Leva, que é filho teu
Um dia, Méri chega em casa e a mãe lhe diz:
- Tem um recado pra você ligar na Força e Luz. Deu certo o seu pedido de emprego. Vai lá o mais rápido pra levar documento e fichar. Procura o dr. Telêmaco. E parabéns, mas devia ter me contado...
- Eu nunca pedi nada lá, mãe... Que isso? Não tô entendendo...
- Mas vai lá ver. Esse seu emprego de agora é muito perigoso. As estradas 'tão cada vez mais cheias de carro, de moto e doido no volante. Não esquece: dr. Telêmaco...
Méri foi, era uma surpresa e tanto, a verdade é que não entendia o que estava acontecendo, mas foi. Esquisito, estava bem no seu emprego, não tinha pedido nada, nem por terceiros...
Chegou ao local combinado. Não conhecia. O prédio da Força e Luz era luxuoso. Salas enormes, poltronas amplas e macias, ar condicionado, tudo moderno, silencioso, super eficiente. E meio angustiante.
Dr. Telêmaco demorou para aparecer. Méri suava, apesar do ar condicionado. Ansiedade da brava. Finalmente, o Dr. Telêmaco. Quando começou a falar, parecia um roceiro. Para ser doutor, como o tratavam, não podia falar daquele jeito. Mas isso não era o problema. O buraco era mais embaixo.
Dr. Telêmaco foi logo dizendo, sem vaselina, sem KY:
- Você ficou muitas vezes com uma menina lá da terra do seu pai, olha a foto aqui. A gente sabe tudo, ninguém guarda segredo. Você até teve um filho com ela, não teve?
- Eu? Que isso. Quem teve foi o seu chefe, o do retratão aí atrás.
Telêmaco deu uma risadinha:
- Gostei de você. Vai logo nos finalmente.

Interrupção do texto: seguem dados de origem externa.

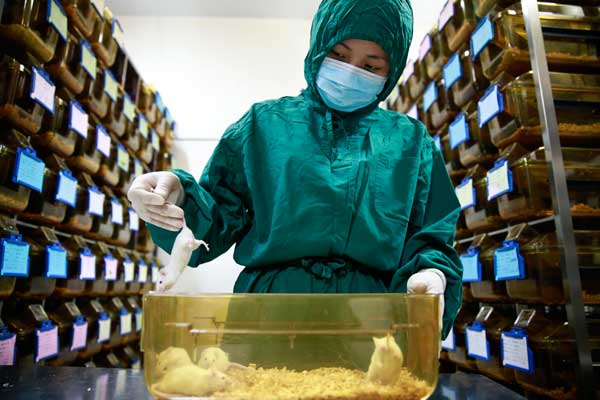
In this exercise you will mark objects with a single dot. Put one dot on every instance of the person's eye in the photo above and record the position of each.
(371, 68)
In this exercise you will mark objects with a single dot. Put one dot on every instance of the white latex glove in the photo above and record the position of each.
(429, 281)
(167, 277)
(156, 198)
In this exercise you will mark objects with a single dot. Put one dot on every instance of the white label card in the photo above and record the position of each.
(110, 268)
(7, 350)
(87, 266)
(47, 344)
(78, 119)
(446, 14)
(42, 89)
(425, 47)
(490, 105)
(128, 108)
(449, 343)
(125, 324)
(57, 18)
(129, 268)
(499, 180)
(142, 272)
(116, 214)
(99, 7)
(88, 59)
(111, 87)
(477, 344)
(118, 33)
(466, 194)
(103, 141)
(138, 320)
(103, 330)
(67, 188)
(96, 202)
(515, 353)
(134, 220)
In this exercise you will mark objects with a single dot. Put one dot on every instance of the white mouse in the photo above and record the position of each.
(171, 358)
(190, 380)
(214, 358)
(386, 361)
(185, 244)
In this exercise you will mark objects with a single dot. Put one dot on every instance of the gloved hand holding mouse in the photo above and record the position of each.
(429, 281)
(156, 197)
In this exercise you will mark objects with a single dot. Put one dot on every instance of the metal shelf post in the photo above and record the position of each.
(560, 200)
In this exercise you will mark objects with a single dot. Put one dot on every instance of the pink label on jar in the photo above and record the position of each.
(7, 351)
(79, 336)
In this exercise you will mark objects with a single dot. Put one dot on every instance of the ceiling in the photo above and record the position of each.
(297, 9)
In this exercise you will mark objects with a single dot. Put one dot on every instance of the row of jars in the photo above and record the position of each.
(507, 114)
(31, 103)
(90, 68)
(531, 346)
(523, 266)
(44, 190)
(456, 74)
(74, 332)
(515, 189)
(37, 262)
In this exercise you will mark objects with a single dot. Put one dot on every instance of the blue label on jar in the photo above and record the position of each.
(56, 17)
(490, 105)
(459, 131)
(508, 262)
(516, 354)
(499, 180)
(471, 266)
(56, 261)
(103, 141)
(87, 59)
(46, 341)
(430, 96)
(42, 89)
(449, 344)
(438, 142)
(143, 125)
(95, 201)
(452, 71)
(169, 117)
(159, 103)
(14, 256)
(66, 191)
(482, 36)
(477, 344)
(8, 353)
(413, 112)
(29, 169)
(465, 192)
(78, 119)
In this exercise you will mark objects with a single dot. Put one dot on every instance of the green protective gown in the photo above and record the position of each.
(321, 201)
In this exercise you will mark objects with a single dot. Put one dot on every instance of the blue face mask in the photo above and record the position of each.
(347, 88)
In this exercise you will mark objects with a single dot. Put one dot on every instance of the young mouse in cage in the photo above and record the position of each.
(170, 359)
(214, 358)
(190, 380)
(185, 244)
(386, 361)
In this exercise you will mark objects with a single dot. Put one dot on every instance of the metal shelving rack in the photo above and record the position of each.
(560, 199)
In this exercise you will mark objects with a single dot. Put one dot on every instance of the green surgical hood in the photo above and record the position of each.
(319, 201)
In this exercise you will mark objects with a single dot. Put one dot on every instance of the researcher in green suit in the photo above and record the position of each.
(324, 192)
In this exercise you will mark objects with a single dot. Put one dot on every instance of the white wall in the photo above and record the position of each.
(209, 71)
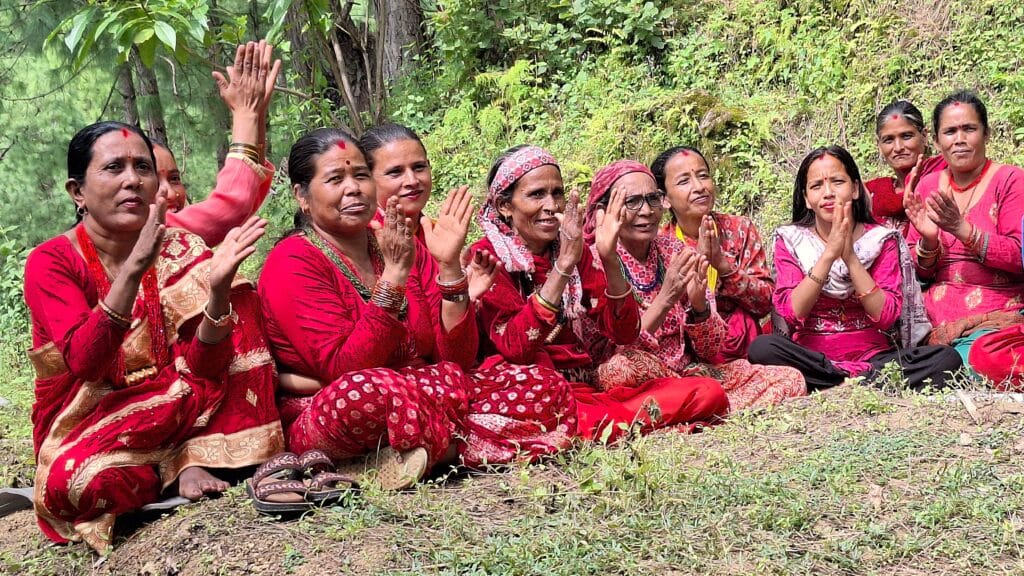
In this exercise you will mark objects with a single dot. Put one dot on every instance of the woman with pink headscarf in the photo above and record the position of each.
(551, 287)
(680, 326)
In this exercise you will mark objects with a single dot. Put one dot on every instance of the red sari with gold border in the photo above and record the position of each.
(111, 427)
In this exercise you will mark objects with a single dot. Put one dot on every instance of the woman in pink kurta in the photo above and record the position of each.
(841, 286)
(902, 141)
(674, 333)
(391, 338)
(738, 273)
(967, 230)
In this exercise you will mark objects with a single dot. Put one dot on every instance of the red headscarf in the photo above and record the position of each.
(600, 188)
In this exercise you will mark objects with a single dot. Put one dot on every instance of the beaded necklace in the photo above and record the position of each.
(151, 301)
(972, 183)
(347, 269)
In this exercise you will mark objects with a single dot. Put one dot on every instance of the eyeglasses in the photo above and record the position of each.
(634, 203)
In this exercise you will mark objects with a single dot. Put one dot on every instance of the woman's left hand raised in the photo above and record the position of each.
(239, 245)
(446, 236)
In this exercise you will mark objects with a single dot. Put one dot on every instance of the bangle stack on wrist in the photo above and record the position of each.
(456, 291)
(228, 318)
(389, 297)
(547, 304)
(699, 316)
(252, 152)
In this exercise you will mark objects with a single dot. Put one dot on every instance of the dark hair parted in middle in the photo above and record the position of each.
(802, 215)
(302, 160)
(657, 166)
(960, 96)
(900, 108)
(378, 136)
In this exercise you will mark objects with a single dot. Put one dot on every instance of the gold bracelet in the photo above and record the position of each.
(546, 303)
(617, 296)
(560, 272)
(815, 279)
(118, 318)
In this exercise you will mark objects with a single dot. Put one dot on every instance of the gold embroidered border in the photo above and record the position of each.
(252, 359)
(246, 448)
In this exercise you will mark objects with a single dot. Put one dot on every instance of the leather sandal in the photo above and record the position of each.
(326, 486)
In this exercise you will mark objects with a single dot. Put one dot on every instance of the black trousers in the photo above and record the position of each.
(919, 364)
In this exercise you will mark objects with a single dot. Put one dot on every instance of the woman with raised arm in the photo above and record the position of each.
(245, 180)
(902, 141)
(150, 368)
(738, 272)
(843, 284)
(672, 285)
(380, 329)
(967, 230)
(549, 284)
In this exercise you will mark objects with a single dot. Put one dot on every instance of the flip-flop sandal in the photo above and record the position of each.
(276, 487)
(393, 469)
(325, 486)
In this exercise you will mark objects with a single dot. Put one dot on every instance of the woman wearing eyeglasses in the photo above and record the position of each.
(737, 274)
(680, 330)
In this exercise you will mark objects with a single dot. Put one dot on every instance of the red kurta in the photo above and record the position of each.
(520, 330)
(404, 383)
(242, 187)
(104, 447)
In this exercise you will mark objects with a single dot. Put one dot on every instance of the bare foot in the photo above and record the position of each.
(195, 482)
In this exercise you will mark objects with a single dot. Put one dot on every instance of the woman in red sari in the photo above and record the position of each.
(535, 312)
(738, 273)
(388, 329)
(902, 140)
(672, 285)
(967, 230)
(150, 368)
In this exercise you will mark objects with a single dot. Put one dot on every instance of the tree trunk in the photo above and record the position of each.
(126, 87)
(151, 110)
(402, 36)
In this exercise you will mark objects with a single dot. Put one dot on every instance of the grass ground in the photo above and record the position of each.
(855, 481)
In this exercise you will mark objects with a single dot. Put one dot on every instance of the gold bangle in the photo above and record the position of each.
(617, 296)
(544, 302)
(118, 318)
(560, 272)
(815, 279)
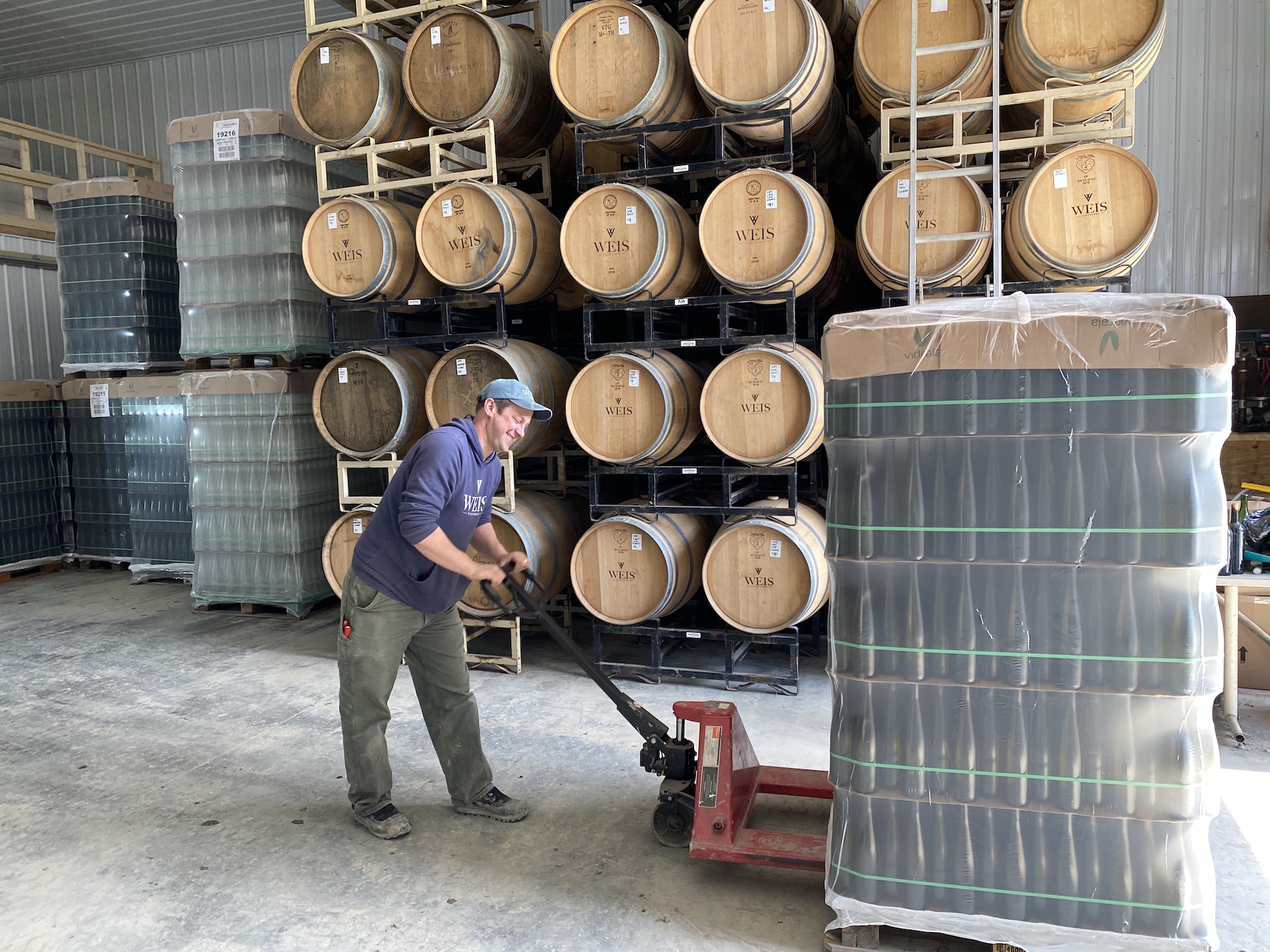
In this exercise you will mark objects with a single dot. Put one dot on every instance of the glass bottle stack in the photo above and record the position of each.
(98, 469)
(1027, 524)
(117, 273)
(245, 186)
(262, 488)
(31, 413)
(158, 474)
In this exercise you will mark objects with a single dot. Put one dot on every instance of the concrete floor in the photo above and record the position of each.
(172, 779)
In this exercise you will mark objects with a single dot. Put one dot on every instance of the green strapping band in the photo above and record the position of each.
(1009, 776)
(1080, 530)
(1007, 892)
(1021, 400)
(1017, 654)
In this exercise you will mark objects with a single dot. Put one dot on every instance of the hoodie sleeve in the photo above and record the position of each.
(431, 485)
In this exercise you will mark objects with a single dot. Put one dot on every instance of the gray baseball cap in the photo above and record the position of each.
(513, 390)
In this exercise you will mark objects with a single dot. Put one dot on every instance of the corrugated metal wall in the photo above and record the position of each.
(1205, 112)
(31, 332)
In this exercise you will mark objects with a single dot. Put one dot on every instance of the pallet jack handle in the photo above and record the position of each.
(662, 754)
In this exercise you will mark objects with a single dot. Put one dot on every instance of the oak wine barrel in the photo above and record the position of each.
(748, 56)
(766, 230)
(616, 65)
(364, 248)
(947, 206)
(766, 573)
(346, 87)
(461, 374)
(765, 405)
(474, 237)
(628, 408)
(337, 549)
(368, 404)
(625, 241)
(542, 527)
(1079, 42)
(462, 67)
(626, 571)
(1087, 212)
(884, 59)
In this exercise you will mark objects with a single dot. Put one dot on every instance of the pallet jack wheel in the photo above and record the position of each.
(672, 824)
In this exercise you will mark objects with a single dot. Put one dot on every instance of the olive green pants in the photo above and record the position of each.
(435, 648)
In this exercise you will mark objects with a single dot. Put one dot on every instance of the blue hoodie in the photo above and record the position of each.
(443, 483)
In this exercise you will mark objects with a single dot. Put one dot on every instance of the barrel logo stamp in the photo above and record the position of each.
(759, 580)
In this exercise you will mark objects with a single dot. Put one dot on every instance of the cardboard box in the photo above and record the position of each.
(110, 187)
(28, 391)
(252, 122)
(1033, 332)
(1254, 653)
(259, 381)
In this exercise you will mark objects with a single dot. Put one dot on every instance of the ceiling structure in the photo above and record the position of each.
(52, 36)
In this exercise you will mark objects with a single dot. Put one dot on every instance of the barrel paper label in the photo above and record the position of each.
(99, 399)
(225, 140)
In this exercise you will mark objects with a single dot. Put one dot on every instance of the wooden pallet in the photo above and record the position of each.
(870, 937)
(15, 574)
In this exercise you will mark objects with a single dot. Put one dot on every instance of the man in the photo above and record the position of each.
(408, 573)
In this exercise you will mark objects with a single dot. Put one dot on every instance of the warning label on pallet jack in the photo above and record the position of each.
(710, 767)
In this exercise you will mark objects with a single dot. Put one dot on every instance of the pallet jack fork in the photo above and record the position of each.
(705, 800)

Então, nada de embromação. O negócio é o seguinte. O chefe não pode assumir esse filho. É casado, homem público, isso ia atrapalhar a carreira política dele, ele quer ser presidente. Você sabe como é o povo, né? A gente te propõe o seguinte: você registra o menino. Você vai receber uma grana preta.
- Mas eu sou um motorista, vivo devendo, todo mundo sabe que vivo quebrado, como é que vou explicar isso?
- A gente já simulou um prêmio de loteria. Isso resolve a questão da origem do dinheirão. Tá nos trinques?
- Vou pensar. Me dá um prazo.
- Hoje é quarta, até sábado tá bom?
Méri sai apavorado da Força e Luz, liga pra um parente que já trabalhou com os peixes graúdos. Pede orientação. O parente aconselha a não fazer trato nenhum com eles. Vão enganá-lo com certeza, assim que ele reconhecer o menino.
Méri volta a falar com o dr. Telêmaco, diz que não vai aceitar. E pergunta, na lata. Como da outra vez:
- Será que vocês vão fazer alguma coisa comigo?
- Não, tem mais três na lista pra tentar negociar. Todos tiveram um caso com ela.
- Posso ir tranquilo, então?
- Pode.
E nada mais aconteceu. Nem mataram Méri nem a mãe da criança. Bem ou mal, está tudo bem.